Watch: Real estate firms suck at finding money laundering (story continues below)

"Since 2015, the economic factors in the Greater Toronto Area and the Lower Mainland of British Columbia, such as high-valued markets combined with rapid price increases, have further increased the risk of tax non-compliance," a CRA spokesperson told HuffPost Canada in an email.

The amount of unpaid taxes identified by the agency has been on the rise. The agency found some $102 million more in unpaid taxes during the 2016-2017 period than it did in the year before that, and penalties have been on the rise as well, totalling $43.1 million since 2015.

CRA did not provide numbers on how much of this money owed has been collected.

The agency says its main focus in this area has been on property flipping; unreported GST/HST on the sale of new or refurbished properties; unjustified housing rebate claims; and "questionable sources of funds/worldwide income."

However, the CRA report did not provide data on whether any unpaid taxes were found due to "questionable sources of funds." And the agency's numbers, which look at taxes owed on real estate transactions, provide little insight into some of the more egregious allegations of wrongdoing in Canada's hottest housing markets.

Anti-corruption groups such as Transparency International (TI) have been warning that British Columbia's real estate market in particular is becoming a hotbed of money laundering. They say Canada has deficiencies in its real estate regulations that allow illicit money to flow into the housing market, potentially inflating prices.

But things are changing in this regard. British Columbia's provincial government announced plans earlier this year to require the "beneficial owner" of a property to be named.

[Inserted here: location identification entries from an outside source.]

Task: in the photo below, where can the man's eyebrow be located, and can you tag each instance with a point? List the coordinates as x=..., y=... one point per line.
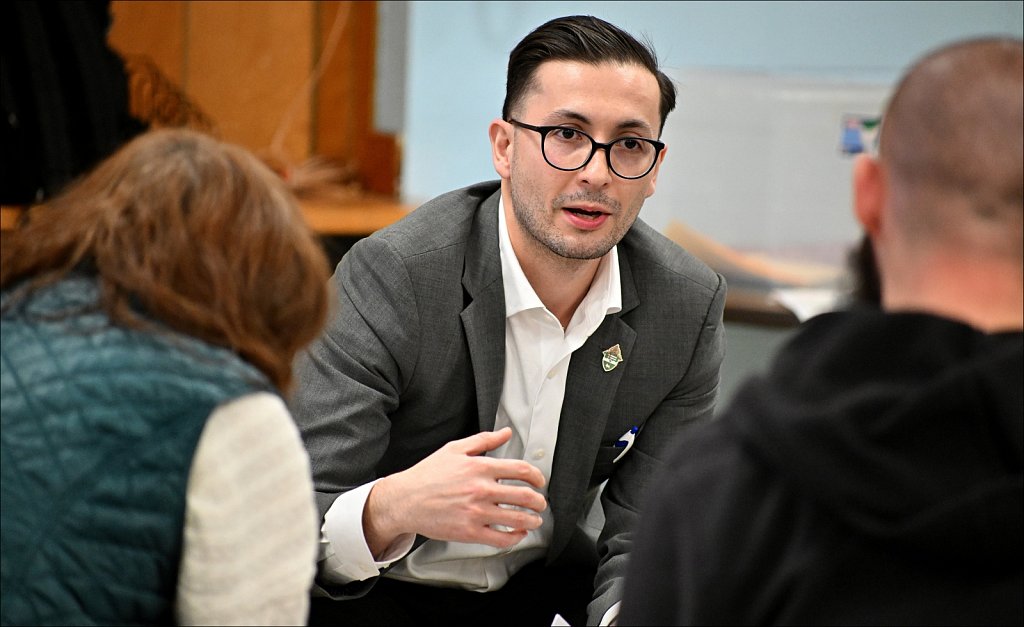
x=625, y=125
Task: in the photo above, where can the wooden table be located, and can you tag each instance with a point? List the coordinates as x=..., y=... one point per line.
x=359, y=217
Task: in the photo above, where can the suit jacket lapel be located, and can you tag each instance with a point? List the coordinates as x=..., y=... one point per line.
x=483, y=317
x=590, y=392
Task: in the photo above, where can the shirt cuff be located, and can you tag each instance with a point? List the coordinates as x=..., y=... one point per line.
x=345, y=553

In other words, owners of residential real estate will find it much harder to hide behind numbered companies or intermediaries in order to obscure who really owns a property.

And starting this year, Canada will begin sharing tax information with at least 90 countries that have signed on to an initiative from the OECD called the "Common Reporting Standard." Among those countries is China, from which hail many of B.C. and Ontario's foreign buyers of real estate.

That is a "huge" development, Vancouver immigration lawyer Richard Kurland said.

"It's valuable for Canada because it gives (the country) more access to more personal financial information than ever before from China," Kurland told the Globe and Mail.

But that access is a two-way street, and some civil liberties advocates in Canada have raised privacy concerns about the new program.

"The big concern is that Canada would be unwittingly participating in a star chamber investigation and prosecution of somebody in another jurisdiction, or that Canadians would in essence be thrown under the bus and information would be shared with other jurisdictions that don't have our due process and constitutional protections," said Michael Bryant, executive director of the Canadian Civil Liberties Association (CCLA).

The CCLA criticized the Liberal government for quietly introducing changes to the law in this year's budget that will allow for government agencies to share financial data with other countries.

The Liberals' budget documents said the changes are "vital to the global fight against serious crime and (are) consistent with the government's commitments to address global tax evasion and improve the fairness of the tax system."